Linguist-Community Collaboration and Shifting Linguistic Identities

Walt Wolfram, North Carolina State University

Though sociolinguists have an established tradition of addressing social issues related to language inequality, concerns about maintaining and shifting linguistic identity present special challenges for communities—and for sociolinguists committed to the principle of linguistic gratuity. How can sociolinguists collaborate with and support communities in recognizing and supporting a community’s desired outcome related to linguistic identity?

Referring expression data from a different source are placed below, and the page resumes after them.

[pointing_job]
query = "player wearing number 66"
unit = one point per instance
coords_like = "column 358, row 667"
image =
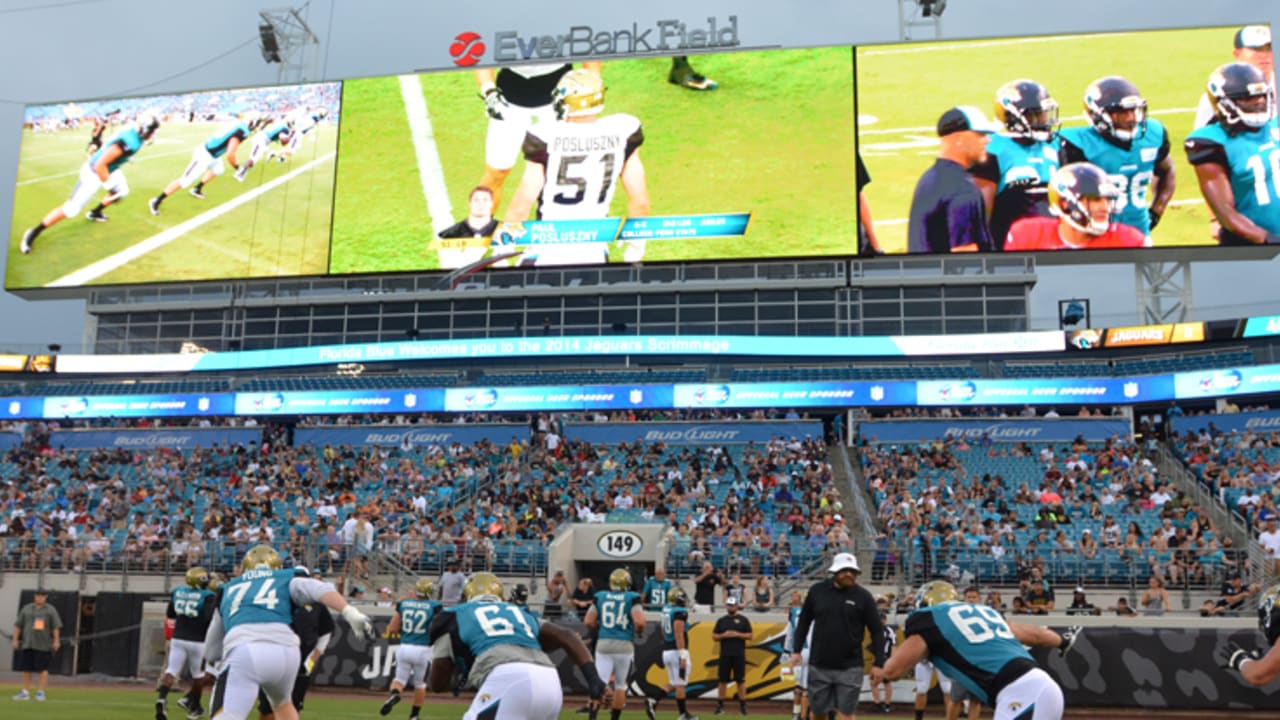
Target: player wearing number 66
column 251, row 634
column 1237, row 158
column 502, row 651
column 974, row 646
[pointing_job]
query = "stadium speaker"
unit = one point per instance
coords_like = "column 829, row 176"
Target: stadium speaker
column 269, row 44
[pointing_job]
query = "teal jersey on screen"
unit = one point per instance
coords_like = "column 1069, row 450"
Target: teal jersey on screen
column 257, row 596
column 613, row 610
column 670, row 615
column 416, row 619
column 656, row 592
column 127, row 140
column 972, row 645
column 1252, row 163
column 1132, row 169
column 222, row 139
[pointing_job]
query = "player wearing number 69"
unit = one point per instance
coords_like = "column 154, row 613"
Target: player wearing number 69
column 617, row 614
column 251, row 634
column 574, row 167
column 502, row 650
column 1237, row 158
column 974, row 646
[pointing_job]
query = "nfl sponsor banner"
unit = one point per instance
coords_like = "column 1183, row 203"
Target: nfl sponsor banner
column 416, row 436
column 1000, row 431
column 184, row 438
column 693, row 433
column 1258, row 422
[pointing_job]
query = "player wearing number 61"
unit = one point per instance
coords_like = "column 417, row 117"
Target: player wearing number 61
column 974, row 646
column 251, row 634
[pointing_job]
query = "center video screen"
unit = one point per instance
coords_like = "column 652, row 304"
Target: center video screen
column 593, row 164
column 1069, row 142
column 201, row 186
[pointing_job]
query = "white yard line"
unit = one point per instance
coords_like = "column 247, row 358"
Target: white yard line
column 430, row 172
column 158, row 241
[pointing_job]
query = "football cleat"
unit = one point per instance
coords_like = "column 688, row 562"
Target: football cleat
column 1069, row 191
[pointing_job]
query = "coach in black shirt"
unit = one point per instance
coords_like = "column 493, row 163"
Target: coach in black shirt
column 949, row 213
column 841, row 613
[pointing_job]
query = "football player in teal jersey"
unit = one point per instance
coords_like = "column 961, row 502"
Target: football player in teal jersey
column 1237, row 156
column 1020, row 158
column 974, row 646
column 1130, row 147
column 675, row 655
column 502, row 651
column 191, row 606
column 411, row 620
column 103, row 171
column 252, row 637
column 617, row 615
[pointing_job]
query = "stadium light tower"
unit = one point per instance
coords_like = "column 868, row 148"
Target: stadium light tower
column 287, row 39
column 918, row 18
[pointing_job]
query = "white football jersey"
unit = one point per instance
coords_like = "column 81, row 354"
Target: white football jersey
column 583, row 163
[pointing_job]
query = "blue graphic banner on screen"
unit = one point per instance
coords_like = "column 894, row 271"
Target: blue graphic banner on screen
column 429, row 400
column 726, row 224
column 1262, row 327
column 137, row 405
column 798, row 395
column 155, row 437
column 693, row 433
column 416, row 434
column 1000, row 431
column 1258, row 422
column 1234, row 381
column 554, row 397
column 1066, row 391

We consider this issue by examining the linguist-community collaboration in several different sociolinguistic situations (1) The Eastern Band of Cherokee who speak an endangered American Indian language; (2) The Lumbee Indians of North Carolina who have completely lost their ancestral language; and (3) the Outer Banks community of Ocracoke which is rapidly losing its iconic “Brogue.” Each of these community situations presents a different set of challenges and opportunities for linguistic gratuity. In the case of the Cherokee, the community’s goal is to revitalize the Cherokee language now spoken almost exclusively by a couple hundred speakers over the age of 50. The challenge of the Lumbee, however, is gaining positive recognition for a unique variety of English that has replaced their ancestral language in indexing their identity, while the challenge on the island of Ocracoke is documenting and preserving the once-vibrant dialect of English whose recession appears imminent. The collaborative experience in each of these communities has been quite different, but there are also some unifying principles of collaboration and some common activities that have characterized these efforts. We identify some of the underlying factors that promote success in such collaborative efforts, including the linkage of language with cultural identity, the status of language in constructing a sense of place or Heimat, and the role of language in establishing historical tradition and political ideology. We also present illustrative examples of formal and informal educational materials that have been created with communities to promote linguistic identity in changing sociolinguistic circumstances, including documentaries, exhibits, school curricula, and social media.